Everything looks pretty good at this place. The combinations of ingredients on their tacos sound good, and as our waitress confirmed, corn tortillas are handmade in house. Sounds great! We ordered a few tacos, some queso dip, and I ordered a house margarita. The menu made a big deal about this margarita, all the "artisanal" keywords were there: hand squeezed, fresh lemon and lime, blah blah blah. What I got was a gunky Mason jar filled with a neon ooze that I'm pretty sure would turn a normal turtle into a Ninja Turtle. I'm not saying it was made with the $4.99 bottle of Jose Cuervo mix, but--wait, yes, that's exactly what I'm saying. No good.
Queso dip arrived looking fabulous: beautiful lightly-toasted white cheese in a skillet tempted us. Then we dug in with our chips and the entire top layer of real cheese came away to reveal a gritty, cheese-flavored paste beneath. It was definitely some kind of take on Queso Blanco, but the ratio of flour to cheese was 50 parts flour, 1 part cheese-flavored powder. Clumpy, dumpy, and gross.

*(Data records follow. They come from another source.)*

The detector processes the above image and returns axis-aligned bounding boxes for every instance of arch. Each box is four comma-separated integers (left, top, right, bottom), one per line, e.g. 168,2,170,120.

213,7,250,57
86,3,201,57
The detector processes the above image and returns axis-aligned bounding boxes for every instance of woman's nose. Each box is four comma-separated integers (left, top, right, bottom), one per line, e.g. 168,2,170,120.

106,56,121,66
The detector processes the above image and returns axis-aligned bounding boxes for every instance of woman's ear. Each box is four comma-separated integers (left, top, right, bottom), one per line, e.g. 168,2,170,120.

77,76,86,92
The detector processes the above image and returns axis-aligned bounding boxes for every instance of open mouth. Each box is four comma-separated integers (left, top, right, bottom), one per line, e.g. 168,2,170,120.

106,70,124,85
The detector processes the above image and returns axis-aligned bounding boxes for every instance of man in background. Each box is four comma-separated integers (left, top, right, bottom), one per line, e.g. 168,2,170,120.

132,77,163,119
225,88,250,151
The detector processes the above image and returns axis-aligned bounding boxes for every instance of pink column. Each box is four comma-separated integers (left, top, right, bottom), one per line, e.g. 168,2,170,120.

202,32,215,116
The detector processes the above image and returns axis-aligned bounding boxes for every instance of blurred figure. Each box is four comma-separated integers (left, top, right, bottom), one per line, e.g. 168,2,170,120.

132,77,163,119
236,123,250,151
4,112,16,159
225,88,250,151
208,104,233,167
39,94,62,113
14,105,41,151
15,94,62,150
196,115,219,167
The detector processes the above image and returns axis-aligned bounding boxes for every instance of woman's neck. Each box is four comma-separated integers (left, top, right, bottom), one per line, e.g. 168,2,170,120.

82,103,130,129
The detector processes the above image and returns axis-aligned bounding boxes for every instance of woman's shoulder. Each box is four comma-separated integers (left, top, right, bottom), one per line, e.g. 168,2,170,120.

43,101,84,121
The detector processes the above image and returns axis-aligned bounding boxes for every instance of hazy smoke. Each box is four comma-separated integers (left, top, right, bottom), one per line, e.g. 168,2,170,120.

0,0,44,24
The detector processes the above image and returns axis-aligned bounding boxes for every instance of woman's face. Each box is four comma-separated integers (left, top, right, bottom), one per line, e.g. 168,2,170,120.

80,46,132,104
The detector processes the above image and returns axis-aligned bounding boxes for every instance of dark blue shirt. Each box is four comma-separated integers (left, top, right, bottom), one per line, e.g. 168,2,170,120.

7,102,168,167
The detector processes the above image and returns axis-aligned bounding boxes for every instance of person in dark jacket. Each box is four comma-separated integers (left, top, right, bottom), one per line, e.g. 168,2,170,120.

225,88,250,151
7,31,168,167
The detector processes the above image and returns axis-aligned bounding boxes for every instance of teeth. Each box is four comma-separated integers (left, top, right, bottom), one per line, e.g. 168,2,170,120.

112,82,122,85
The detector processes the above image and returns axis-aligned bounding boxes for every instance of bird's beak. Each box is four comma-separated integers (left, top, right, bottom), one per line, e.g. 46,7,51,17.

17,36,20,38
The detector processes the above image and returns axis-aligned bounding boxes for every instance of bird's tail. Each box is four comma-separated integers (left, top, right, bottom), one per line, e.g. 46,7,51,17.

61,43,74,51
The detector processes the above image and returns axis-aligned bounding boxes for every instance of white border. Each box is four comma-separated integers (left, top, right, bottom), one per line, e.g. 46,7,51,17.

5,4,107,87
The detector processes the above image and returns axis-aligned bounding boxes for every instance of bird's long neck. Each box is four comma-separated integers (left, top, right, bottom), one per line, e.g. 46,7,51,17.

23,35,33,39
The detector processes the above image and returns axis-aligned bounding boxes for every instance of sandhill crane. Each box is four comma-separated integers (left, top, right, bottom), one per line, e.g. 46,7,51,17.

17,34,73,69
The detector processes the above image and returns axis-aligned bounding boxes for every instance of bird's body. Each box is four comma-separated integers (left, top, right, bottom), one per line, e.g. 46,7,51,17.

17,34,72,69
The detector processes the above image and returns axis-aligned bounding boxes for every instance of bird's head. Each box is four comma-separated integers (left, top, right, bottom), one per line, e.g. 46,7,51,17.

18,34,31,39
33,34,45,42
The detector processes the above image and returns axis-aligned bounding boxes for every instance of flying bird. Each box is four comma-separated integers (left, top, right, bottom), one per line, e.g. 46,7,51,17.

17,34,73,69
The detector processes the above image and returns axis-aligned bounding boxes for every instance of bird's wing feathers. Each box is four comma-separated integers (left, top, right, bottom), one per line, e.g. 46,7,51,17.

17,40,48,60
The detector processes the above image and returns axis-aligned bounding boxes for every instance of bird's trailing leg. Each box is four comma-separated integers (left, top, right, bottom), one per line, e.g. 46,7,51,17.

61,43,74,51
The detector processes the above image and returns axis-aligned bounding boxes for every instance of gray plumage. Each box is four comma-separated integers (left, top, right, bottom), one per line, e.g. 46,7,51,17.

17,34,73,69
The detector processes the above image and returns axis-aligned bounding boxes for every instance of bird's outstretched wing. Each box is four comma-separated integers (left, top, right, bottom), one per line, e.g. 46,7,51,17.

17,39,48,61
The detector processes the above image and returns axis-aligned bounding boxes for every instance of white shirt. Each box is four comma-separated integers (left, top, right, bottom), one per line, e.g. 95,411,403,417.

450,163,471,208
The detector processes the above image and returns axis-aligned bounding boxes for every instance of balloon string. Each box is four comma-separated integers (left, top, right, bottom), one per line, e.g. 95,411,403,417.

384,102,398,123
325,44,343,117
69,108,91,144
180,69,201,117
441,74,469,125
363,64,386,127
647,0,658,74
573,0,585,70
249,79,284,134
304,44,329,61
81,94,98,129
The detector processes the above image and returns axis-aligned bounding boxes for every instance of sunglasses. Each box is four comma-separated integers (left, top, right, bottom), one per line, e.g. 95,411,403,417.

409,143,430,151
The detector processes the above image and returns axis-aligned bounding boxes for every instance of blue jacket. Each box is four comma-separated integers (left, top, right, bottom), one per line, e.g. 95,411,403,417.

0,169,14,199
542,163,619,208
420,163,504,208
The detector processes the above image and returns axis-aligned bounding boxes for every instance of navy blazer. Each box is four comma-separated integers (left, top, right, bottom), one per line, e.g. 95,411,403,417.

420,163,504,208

Tacos were similarly disappointing. No matter what you order for your filling (we tried 4 different tacos), it's all the same bland, stringy, flavorless mess. Fresh ingredients as toppings tasted fine, but the bases of the tacos were all prepared as if the cook was deathly afraid of using spices. Finally, the handmade corn tortillas were served ice cold, straight from the fridge, loaded down with warm filling, so when you picked them up and folded them around the filling to take a bite, the whole thing crackled and fell apart in a bunch of dry little bits. Would it kill you to heat up these tortillas you've spent the time to make by hand? I don't think it would.
Overall, Bakersfield would have some serious competition if a Chipotle with a patio opened up next door. Or if people realized you can just buy crappy tortillas and cheap margarita mix at the grocery store.